Neil Young is playing a couple of solo acoustic shows next month at the Dolby Theatre. Tickets went on sale Monday morning, but somehow I missed the fact that they’d been available via “pre-sale” since last Friday and were all gone by Monday morning.
What a heartbreaker. Fortunately, thanks to the wonders of technology and social networks, Mr. Young and his team were able to inform me via Facebook that a third show had been added and I was able to log in and get tickets for that one.
The sold-out shows are on a Saturday and Sunday. The new show is on a Tuesday. Am I looking forward to driving in to LA and back on a Tuesday? No, but on a list of solo acoustic shows for which I’d be most willing to knock over my own mother to get a ticket, Neil Young would be second, behind Bob Dylan.
Unlike some singer-songwriters, Young also has a distinctive style and talent as a musician, plus an almost-50-year portfolio of great songs — not clever lyrics or inventive melodies, but a Neil Young song is as real as the day is long. They get a hold of you, like a meathook.

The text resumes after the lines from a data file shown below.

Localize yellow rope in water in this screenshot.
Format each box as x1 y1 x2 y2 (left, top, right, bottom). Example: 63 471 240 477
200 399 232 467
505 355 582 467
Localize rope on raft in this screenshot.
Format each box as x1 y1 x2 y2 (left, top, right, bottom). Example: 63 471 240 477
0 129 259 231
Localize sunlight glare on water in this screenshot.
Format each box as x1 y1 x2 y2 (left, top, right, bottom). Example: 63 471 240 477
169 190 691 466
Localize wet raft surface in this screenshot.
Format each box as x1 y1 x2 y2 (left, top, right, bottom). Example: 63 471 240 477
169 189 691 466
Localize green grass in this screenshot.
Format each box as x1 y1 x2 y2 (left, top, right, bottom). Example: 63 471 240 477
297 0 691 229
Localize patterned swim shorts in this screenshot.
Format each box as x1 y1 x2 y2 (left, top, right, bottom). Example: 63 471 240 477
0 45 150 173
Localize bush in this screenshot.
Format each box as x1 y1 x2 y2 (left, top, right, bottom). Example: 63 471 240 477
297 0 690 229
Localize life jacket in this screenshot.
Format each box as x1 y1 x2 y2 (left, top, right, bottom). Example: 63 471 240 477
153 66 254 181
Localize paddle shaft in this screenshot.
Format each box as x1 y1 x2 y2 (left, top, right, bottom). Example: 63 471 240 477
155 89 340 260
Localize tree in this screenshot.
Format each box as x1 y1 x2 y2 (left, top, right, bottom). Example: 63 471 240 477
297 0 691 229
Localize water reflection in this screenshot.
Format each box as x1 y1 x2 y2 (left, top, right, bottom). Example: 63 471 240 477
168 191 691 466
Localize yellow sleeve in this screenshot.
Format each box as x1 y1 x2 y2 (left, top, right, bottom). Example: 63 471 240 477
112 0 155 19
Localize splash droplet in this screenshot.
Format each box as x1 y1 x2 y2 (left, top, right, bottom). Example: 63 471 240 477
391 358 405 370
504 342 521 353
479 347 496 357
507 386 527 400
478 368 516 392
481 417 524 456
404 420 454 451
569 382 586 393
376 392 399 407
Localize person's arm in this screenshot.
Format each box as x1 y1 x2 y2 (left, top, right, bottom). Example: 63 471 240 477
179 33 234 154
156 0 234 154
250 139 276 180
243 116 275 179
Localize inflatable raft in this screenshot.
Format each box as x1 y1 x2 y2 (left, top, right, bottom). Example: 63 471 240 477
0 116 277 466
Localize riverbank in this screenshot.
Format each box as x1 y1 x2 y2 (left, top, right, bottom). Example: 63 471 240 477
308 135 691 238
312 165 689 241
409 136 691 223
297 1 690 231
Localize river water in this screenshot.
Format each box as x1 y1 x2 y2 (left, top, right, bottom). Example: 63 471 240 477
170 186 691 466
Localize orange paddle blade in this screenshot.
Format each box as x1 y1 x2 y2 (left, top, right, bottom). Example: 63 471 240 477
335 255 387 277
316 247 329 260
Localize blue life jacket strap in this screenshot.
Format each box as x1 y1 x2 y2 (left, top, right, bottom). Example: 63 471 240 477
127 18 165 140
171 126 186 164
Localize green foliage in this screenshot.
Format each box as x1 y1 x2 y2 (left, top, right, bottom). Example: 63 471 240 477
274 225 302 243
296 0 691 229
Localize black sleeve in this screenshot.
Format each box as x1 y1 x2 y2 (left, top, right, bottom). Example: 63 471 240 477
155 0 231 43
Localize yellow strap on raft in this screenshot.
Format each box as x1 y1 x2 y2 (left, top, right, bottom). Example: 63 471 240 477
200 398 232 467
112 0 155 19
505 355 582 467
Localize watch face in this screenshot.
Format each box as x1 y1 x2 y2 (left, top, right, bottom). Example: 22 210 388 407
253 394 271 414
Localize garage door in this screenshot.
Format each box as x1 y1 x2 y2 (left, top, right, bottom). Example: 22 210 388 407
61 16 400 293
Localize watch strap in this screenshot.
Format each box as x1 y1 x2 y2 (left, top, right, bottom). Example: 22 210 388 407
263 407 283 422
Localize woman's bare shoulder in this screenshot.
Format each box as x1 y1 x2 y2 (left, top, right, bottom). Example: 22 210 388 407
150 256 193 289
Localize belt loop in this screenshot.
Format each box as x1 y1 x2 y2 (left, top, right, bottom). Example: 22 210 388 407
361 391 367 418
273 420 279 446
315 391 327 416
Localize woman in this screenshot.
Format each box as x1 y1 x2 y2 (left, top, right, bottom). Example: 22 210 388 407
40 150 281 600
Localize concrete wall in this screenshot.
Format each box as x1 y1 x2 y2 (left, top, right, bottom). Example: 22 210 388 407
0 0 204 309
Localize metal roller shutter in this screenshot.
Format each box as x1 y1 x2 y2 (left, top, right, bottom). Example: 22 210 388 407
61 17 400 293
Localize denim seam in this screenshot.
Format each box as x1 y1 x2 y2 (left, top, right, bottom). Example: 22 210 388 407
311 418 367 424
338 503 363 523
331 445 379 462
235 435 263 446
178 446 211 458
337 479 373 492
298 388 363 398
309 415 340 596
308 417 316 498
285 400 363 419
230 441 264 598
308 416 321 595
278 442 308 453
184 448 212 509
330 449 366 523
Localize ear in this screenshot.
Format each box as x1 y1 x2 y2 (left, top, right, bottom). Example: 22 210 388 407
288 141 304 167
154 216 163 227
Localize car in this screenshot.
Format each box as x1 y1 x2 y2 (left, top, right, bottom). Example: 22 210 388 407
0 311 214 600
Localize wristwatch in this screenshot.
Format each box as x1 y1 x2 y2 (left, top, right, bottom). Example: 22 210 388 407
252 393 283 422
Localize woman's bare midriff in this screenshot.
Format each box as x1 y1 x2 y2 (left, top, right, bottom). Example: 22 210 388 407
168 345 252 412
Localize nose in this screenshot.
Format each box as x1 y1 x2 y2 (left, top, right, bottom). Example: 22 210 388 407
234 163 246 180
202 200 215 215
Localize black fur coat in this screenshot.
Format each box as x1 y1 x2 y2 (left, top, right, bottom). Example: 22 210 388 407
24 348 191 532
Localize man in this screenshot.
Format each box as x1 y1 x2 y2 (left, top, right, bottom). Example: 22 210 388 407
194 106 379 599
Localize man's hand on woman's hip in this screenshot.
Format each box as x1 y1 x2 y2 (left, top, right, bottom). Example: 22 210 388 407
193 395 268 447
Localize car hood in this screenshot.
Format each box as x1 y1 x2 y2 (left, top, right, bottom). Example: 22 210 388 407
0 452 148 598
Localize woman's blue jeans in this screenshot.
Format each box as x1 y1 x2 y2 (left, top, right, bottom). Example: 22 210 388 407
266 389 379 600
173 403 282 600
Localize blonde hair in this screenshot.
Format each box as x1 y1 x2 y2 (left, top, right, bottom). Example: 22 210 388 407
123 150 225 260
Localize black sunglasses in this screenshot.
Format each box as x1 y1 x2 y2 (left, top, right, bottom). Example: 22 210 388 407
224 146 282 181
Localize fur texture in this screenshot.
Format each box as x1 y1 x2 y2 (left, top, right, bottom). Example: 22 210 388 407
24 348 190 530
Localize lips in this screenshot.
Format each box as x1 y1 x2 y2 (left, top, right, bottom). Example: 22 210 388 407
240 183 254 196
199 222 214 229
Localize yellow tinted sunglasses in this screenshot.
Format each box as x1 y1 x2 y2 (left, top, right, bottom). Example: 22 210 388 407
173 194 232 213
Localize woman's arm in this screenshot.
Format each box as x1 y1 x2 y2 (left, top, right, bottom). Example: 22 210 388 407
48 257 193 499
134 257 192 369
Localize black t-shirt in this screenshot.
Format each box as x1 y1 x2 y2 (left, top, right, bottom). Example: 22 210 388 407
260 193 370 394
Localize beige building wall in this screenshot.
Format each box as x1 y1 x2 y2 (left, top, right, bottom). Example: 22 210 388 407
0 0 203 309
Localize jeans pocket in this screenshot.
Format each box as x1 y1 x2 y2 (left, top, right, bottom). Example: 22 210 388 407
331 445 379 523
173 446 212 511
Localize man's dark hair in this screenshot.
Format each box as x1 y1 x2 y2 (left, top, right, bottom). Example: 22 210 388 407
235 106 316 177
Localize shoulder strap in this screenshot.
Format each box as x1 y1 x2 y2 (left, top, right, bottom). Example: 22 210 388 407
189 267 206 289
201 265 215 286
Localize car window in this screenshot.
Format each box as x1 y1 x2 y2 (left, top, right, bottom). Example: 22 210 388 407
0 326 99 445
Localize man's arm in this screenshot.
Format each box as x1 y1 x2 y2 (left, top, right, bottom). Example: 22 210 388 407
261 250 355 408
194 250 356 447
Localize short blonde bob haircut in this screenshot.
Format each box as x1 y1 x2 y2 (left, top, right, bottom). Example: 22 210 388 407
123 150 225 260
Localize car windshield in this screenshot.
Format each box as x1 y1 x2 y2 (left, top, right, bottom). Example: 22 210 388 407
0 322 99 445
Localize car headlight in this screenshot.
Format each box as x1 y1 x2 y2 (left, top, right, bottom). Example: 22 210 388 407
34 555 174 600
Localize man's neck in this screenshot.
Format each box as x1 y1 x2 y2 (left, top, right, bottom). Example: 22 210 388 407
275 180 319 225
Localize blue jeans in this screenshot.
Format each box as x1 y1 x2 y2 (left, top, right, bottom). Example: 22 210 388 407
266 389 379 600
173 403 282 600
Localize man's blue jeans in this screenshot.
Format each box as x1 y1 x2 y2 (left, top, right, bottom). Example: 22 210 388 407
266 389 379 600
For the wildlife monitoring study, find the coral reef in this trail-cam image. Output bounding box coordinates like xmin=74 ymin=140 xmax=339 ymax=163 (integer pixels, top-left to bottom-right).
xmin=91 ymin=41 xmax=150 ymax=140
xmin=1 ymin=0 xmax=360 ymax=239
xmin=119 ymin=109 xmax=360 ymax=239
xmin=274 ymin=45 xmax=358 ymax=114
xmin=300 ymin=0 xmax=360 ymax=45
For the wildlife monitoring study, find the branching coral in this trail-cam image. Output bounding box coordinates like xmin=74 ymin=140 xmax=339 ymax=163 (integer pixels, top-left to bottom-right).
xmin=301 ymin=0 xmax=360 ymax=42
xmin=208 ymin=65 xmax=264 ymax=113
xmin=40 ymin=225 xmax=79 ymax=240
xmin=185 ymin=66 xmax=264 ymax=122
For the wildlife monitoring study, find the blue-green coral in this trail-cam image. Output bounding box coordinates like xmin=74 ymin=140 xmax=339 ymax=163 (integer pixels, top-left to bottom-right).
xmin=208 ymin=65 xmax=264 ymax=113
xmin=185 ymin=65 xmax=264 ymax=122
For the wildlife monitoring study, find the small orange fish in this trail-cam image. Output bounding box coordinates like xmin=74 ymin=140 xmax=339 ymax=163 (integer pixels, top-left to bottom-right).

A solo acoustic performance is like he comes over to your house and picks up a guitar. Can you imagine that? Neil Young is at my house and he just picked up a guitar. “Do you mind?” he asks.
One more thought on Bob Dylan: Solo acoustic Bob Dylan is part of the iconography of America in the 1960s. I don’t expect Bob Dylan to ever do a solo acoustic show again but if he did, the significance of it I think would be second only to Jimi Hendrix playing a concert after coming back from the dead.